Non tutti i dischi arrivano a
incarnare la pienezza di sentimenti che, a volte, ci è concesso sperimentare e
che è ciò che ci attrae dell’opera di alcuni artisti; molti sfiorano soltanto quella
tensione emotiva e quegli estremi passionali, in un cauto movimento di
avvicinamento circospetto o forse inibiti da acerba cautela. È questo il caso
di Thrill Addict, ultimo lavoro dei
Petern Kernel, coppia svizzero-canadese legata anche da un rapporto affettivo:
sebbene le forme espressive siano intriganti e facilmente riconducibili a
eccellenti modelli, è difficile entrare in una sintonia d’intenti con i moventi
profondi della band, che rimangono lontani senza travolgere attraverso i brani.

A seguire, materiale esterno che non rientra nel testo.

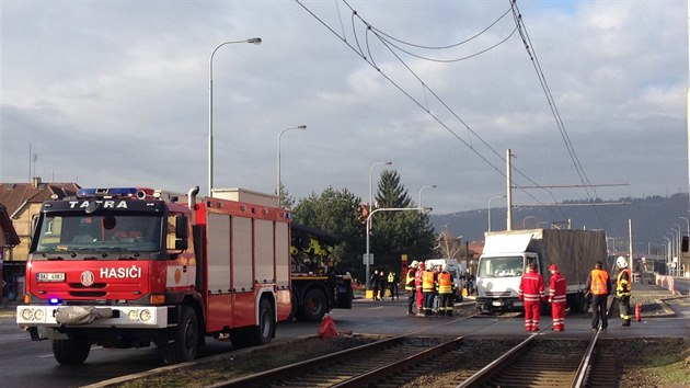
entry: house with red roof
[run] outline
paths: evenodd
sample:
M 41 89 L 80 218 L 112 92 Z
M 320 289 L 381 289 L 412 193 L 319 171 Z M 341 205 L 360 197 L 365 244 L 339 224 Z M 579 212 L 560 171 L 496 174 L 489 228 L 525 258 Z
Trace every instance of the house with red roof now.
M 14 300 L 24 294 L 24 271 L 31 244 L 31 232 L 36 222 L 41 205 L 50 198 L 64 198 L 77 195 L 81 189 L 77 183 L 47 183 L 34 178 L 30 183 L 0 183 L 0 205 L 8 215 L 14 233 L 0 239 L 2 248 L 2 281 L 5 297 Z M 0 210 L 0 228 L 8 233 L 2 224 Z M 14 242 L 14 243 L 13 243 Z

In Ecstasy il basso di Barbara
Lehnhoff traccia le asticelle di un balbettio elementare e familiare come
migliaia di foto d’infanzia, replicate centuplicate moltiplicate dai negativi
in serie della chitarra e reduplicare anche dall’unisono delle voci; sin da
questo incipit sono evidenti gli stilemi dei primi anni Ottanta filtrati
secondo la naïveté degli anni zero, ma soprattutto di qualcuno che ha
approcciato la musica senza necessità di farsi sanguinare i polpastrelli sulle
corde. La metà femminile del duo spruzza la sua voce acidula, ibrido di ultima
generazione tra Poly Styrene e Kazu Makino, su un rado e primitivo saltellare
di barattoli in High Fever; basso
e chitarra hanno in tutto il disco lo stesso spessore: non il peso di laterizi
e cemento armato ma la millimetrica sottigliezza delle casupole di un plastico:
Your Party Sucks è una miniatura
dell’alienazione, una risoluzione in scala di disagi per qualcun altro
imponenti. Benché io preferisca evitare di eccedere in riferimenti, negli
episodi più sghembi, come Leaving for the Moon, l’affinità con le derive lievi degli ultimi Sonic
Youth è talmente palese da inibire osservazioni autonome; solo il coro che
precede il ritornello spolvera il brano di una patina di college rock, che lo
salva dalla parentela quasi incestuosa. Dopo che la voce di Barbara balza fuori
dalla linea della registrazione in It’s gonna be Great, You’re Flawless avanza un tentativo di rendere l’approccio più
fosco, incalzando con un contrappunto essenziale tra basso e chitarra; Supernatural
Powers è un’interlocutoria filastrocca stralunata
che pende dagli schiocchi della drum machine, per poi essere spezzata dalla
batteria che avanza a metà brano. Con una certa consuetudine ormai alle
strategie espressive dei Peter Kernel, accolgo l’ultima manciata di canzoni:
dal mugolare di capricci infantili di Keep it Slow agli efficaci vuoti di They Stole The Sun, da Majestic Faya con il suo incedere sedato al fremente fruscio di
percussioni che agita I Kinda Like It, è l’economia di elementi a dominare e a dirottare l’attenzione su
pochi momenti sonori. Solo nel finale, l’improvvisazione in studio Tears
don’t Fall in Space, la coppia si impegna
nel cercare tinte cupe e gravità minacciose; ma la levità ha la meglio, e si
impone come linfa stilistica innegabilmente più connaturata a questi visual
artist, che sembrano aver incontrato la
musica per caso e averla portata a casa come un cucciolo.